Along with the persecution of Falun Gong keeping it busy, societal contradictions have become more severe in the last decade, and the Party has constantly resorted to the armed police—controlled by the PLAC—to suppress them.

By 2008 there were over 120,000 mass incidents per year, according to Murray Scot Tanner, an analyst with the CNA Corporation. This was nearly double the figure four years earlier, and it went up sharply after the economic uncertainty of 2009, Tanner indicated in congressional testimony.

“A main issue is that societal contradictions have been aggravated,” said Lü Gengsong in a telephone interview. 

“During the Cultural Revolution, even though it was chaotic, no one opposed the Party. Now there are already voices of opposition in China, the Party feels a sense of crisis, and now their control over society is getting stricter,” Lü said. The PLAC has also been known to step in and prevent media coverage where necessary, Lü said.

As of 2012 the resources included in the “stability maintenance” budget, belonging mostly to the PLAC, were calculated at 700 billion yuan, or US$111 billion, according to official announcements—a 12.3 percent increase from 2011. This is more than the amount that officially goes to the Chinese military.

With the enormous increase in its size, budget, and willingness to use violence, the PLAC has become a threat to top Party leaders, according to experts.

Political Struggle

The PLAC controls the Chinese People’s Armed Police Force, which is about 1.5 million strong. “It’s basically a standing army,” said Lü in a telephone interview. “With the armed police handling these domestic issues, military troops aren’t used, so the PLAC’s powers are bigger than the Central Military Commission’s,” he said.

He said that the man who wields the power to mobilize this army—in particular, across provincial lines, which no other armed force in China except the military can do—is on an equal footing power-wise with Hu Jintao.

“Before the PLAC never had such power.

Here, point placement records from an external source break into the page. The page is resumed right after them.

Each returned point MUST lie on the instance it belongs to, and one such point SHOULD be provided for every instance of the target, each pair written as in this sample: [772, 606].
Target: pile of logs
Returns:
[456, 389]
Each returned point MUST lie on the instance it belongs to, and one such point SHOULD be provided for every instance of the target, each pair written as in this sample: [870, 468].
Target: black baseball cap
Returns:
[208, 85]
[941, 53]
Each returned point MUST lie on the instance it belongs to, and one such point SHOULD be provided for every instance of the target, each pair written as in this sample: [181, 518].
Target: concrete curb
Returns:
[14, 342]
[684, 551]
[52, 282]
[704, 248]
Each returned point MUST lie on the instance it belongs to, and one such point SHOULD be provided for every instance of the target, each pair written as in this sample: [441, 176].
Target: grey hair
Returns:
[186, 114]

It’s because Jiang started the persecution of Falun Gong that its power got so big,” Lü said.

Jiang did not handpick his successor, Hu Jintao, and did not have the loyalty in the military enjoyed by Mao and Deng Xiaoping. “He wanted to control his own armed forces,” Lü said.

And more importantly, he was determined that the persecution of Falun Gong continue. So he installed his own man—Zhou Yongkang—who he knew would do it, according to Xia Yiyang, senior director of Research and Policy (China) at the Human Rights Law Foundation, a Washington-based nonprofit organization.

“One of the most important jobs for the PLAC is to continue the persecution of Falun Gong,” Xia said. “That’s why Jiang installed Zhou Yongkang.”

All this makes the PLAC a sticky problem for the leadership.

“Jiang’s faction monopolizes the PLAC,” said Zhong. “They can use it to control other factions in the Party. They can use the PLAC to eavesdrop or spy on other factions. This happened in the Maoist era.”

It all means that the stakes in the current infighting are high. “Hu Jintao and Wen Jiabao will need to start with the PLAC in their internal struggle. Whoever controls the PLAC controls violence in China,” said Zhong.

These struggles are playing out beyond the sight of the public. “Ordinary people in China probably don’t understand this thing too much,” Lü said. “But the people who have had their houses demolished, then been suppressed, they hate it to the bones.”

Matthew Robertson is the former China news editor for The Epoch Times. He was previously a reporter for the newspaper in Washington, D.C. In 2013 he was awarded the Society of Professional Journalists’ Sigma Delta Chi award for coverage of the Chinese regime's forced organ harvesting of prisoners of conscience.